About 20 years ago,
a student or three asked for a 6502 opcode chart which showed the bit fields of each instruction. I do not believe they received a satisfactory response. I also believe that it remains beneficial to provide an alternative answer.
I like the format of datasheets in which 8 bit opcodes are typically shown within 16×16 grid, like an extended ASCII chart. Such a periodic table of the opcodes concisely explains rare Technetium (Terbium?) as the store immediate addressing mode. Such exceptions may be obscured in a bit field chart. However, for a student or experienced designer, familiar with larger instruction sets, a description of bit fields has become the norm, if it is explained at all. Therefore, we gain advocates away from from processors with a larger instruction-space by providing an at-a-glance comparison in a format that the typical 6502 advocate may find needlessly complicated.
Independent of
http://axis.llx.com/~nparker/a2/opcodes.html, I attempted to draw a chart in the style of Lance A. Leventhal's MC68000 guide. The result can be printed on one sheet if five point text is bearable. Although this may seem ludicrous, the equivalent for 68000 fills a large proportion of a 300 page book. The initial attempt took about two hours to draw. The current draft took about three days and I had to stop due to tendonitis. I have attempted to show the symmetry between the base and extended instructions across five dialects of 6502 without requiring blocks of color. Titling could probably be improved. I have also left deliberate errors in the draft. Therefore, if you don't find any errors then you are definitely wrong.
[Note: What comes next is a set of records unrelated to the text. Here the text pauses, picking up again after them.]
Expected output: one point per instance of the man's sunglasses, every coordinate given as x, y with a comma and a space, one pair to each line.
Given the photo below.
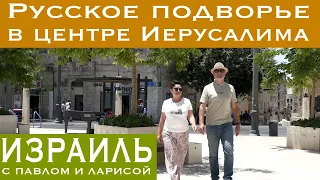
219, 70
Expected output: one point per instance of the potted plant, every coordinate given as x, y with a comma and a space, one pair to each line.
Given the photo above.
304, 134
126, 124
8, 121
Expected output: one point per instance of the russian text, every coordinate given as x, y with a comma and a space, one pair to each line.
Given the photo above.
74, 12
220, 35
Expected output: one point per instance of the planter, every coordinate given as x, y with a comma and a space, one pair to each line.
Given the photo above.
8, 124
304, 138
103, 129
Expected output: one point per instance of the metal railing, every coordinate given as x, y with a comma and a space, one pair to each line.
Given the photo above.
36, 113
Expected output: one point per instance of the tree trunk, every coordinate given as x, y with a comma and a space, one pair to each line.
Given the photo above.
312, 99
134, 94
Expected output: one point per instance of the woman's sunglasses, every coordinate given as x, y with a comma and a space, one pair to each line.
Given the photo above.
176, 89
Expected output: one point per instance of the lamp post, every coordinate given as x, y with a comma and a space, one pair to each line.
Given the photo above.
255, 95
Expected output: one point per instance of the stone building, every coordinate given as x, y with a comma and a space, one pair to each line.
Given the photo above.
79, 85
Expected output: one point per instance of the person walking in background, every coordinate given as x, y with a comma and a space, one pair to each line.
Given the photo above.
140, 108
222, 103
68, 107
173, 130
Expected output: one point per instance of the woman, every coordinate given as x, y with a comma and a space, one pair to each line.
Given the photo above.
173, 129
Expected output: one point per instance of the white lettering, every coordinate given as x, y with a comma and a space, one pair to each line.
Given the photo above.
223, 35
94, 154
37, 12
262, 11
6, 154
68, 9
145, 36
198, 16
12, 9
52, 150
124, 150
92, 32
79, 171
279, 12
104, 12
127, 12
46, 36
6, 171
155, 12
92, 11
299, 12
251, 12
138, 149
167, 34
36, 149
261, 36
301, 34
175, 12
76, 145
220, 11
57, 33
80, 35
53, 16
211, 36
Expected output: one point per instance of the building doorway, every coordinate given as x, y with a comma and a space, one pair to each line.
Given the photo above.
125, 104
78, 102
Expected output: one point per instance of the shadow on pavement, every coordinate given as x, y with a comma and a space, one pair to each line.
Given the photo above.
204, 169
284, 148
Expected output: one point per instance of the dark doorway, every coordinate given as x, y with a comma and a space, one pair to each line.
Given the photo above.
125, 104
34, 105
78, 102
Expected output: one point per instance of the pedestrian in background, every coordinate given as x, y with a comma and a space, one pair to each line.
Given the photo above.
173, 129
222, 103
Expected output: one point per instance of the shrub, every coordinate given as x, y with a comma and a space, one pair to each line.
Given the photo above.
313, 123
4, 111
128, 121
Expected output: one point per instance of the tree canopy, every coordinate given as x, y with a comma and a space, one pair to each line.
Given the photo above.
197, 73
300, 70
19, 66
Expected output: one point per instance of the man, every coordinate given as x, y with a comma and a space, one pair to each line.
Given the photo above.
220, 97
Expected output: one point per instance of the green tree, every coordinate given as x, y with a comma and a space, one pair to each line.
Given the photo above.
197, 73
302, 69
20, 66
130, 58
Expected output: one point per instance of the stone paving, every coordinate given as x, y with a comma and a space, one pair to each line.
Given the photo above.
256, 157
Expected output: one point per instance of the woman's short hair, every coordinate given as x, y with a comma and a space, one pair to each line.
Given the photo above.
175, 82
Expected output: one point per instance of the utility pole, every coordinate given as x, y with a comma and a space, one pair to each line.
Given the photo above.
255, 95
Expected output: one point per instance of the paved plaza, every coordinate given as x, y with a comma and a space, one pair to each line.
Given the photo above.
256, 157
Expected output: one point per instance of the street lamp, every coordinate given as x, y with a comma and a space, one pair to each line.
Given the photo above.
255, 95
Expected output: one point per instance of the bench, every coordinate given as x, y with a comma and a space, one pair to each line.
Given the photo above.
87, 116
194, 154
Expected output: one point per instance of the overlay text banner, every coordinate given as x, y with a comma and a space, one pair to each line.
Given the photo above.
165, 23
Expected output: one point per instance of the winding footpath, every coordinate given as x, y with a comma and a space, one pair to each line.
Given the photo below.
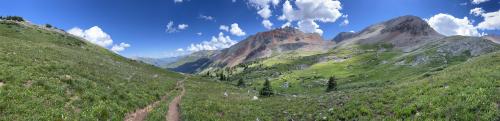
141, 114
173, 113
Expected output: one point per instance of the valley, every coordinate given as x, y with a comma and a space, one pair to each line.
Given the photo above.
399, 69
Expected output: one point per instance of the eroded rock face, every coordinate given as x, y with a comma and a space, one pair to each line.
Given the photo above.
493, 38
406, 32
343, 36
446, 49
266, 44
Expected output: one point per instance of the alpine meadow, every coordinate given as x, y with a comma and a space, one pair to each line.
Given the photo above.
249, 60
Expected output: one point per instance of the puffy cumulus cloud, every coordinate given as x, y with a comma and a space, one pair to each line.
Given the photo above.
310, 11
264, 10
216, 43
267, 24
479, 1
491, 21
171, 28
476, 11
182, 26
345, 22
236, 30
119, 47
224, 28
208, 18
287, 24
97, 36
94, 35
449, 25
310, 26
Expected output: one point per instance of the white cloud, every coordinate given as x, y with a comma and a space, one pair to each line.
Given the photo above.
171, 28
208, 18
236, 30
345, 22
216, 43
479, 1
310, 26
491, 21
182, 26
178, 1
120, 47
224, 28
476, 11
287, 24
310, 11
94, 35
267, 24
449, 25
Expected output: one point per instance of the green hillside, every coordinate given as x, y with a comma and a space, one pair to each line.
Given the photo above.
46, 74
375, 82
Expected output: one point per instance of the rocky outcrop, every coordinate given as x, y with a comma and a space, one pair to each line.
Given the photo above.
266, 44
493, 38
405, 32
343, 36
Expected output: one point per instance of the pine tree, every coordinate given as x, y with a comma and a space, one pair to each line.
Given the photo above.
266, 90
332, 84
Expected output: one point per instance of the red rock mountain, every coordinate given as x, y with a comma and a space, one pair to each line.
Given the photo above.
405, 32
266, 44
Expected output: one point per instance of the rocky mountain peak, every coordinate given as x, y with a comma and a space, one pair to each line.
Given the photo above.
343, 36
408, 24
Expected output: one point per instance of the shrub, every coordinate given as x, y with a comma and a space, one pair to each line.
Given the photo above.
332, 84
241, 83
266, 91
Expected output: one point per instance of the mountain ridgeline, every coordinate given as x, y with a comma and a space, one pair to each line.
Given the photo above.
406, 33
47, 74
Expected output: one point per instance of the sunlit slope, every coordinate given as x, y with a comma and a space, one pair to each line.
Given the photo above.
49, 75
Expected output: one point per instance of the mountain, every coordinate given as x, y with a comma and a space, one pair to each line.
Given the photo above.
194, 62
396, 70
493, 38
343, 36
267, 44
157, 61
47, 74
405, 32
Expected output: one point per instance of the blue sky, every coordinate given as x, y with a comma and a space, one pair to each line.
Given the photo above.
143, 24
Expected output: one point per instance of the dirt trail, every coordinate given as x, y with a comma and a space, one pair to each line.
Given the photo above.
140, 114
173, 113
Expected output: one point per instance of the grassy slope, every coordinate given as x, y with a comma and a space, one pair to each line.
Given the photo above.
53, 76
370, 87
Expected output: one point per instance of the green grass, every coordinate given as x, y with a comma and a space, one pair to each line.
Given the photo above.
54, 76
370, 87
159, 113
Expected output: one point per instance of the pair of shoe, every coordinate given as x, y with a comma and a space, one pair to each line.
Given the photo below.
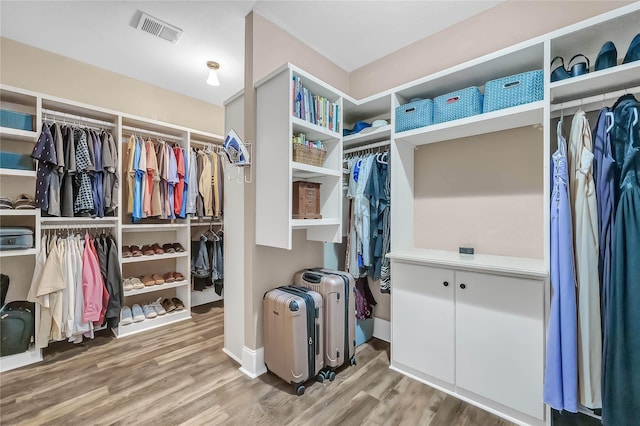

In a similar manner to my seven column multiplexed bus state machine diagram, the seven columns of the 6502 opcode bit field chart can be abridged for smaller systems. However, in both cases, it would be strongly preferable if abridged documentation is not widely circulated. Hopefully, this will be sufficient to prevent truncated versions displacing the full version.
I took the liberty of adding my own vaporware architecture extension and I found that it can be explained very concisely in this form. In the best interests of the whole 6502 community, I would be very happy to draft charts of other efforts in a similar manner. For example, the very regular instruction format of the source compatible 65m02 may be very concisely described in the style.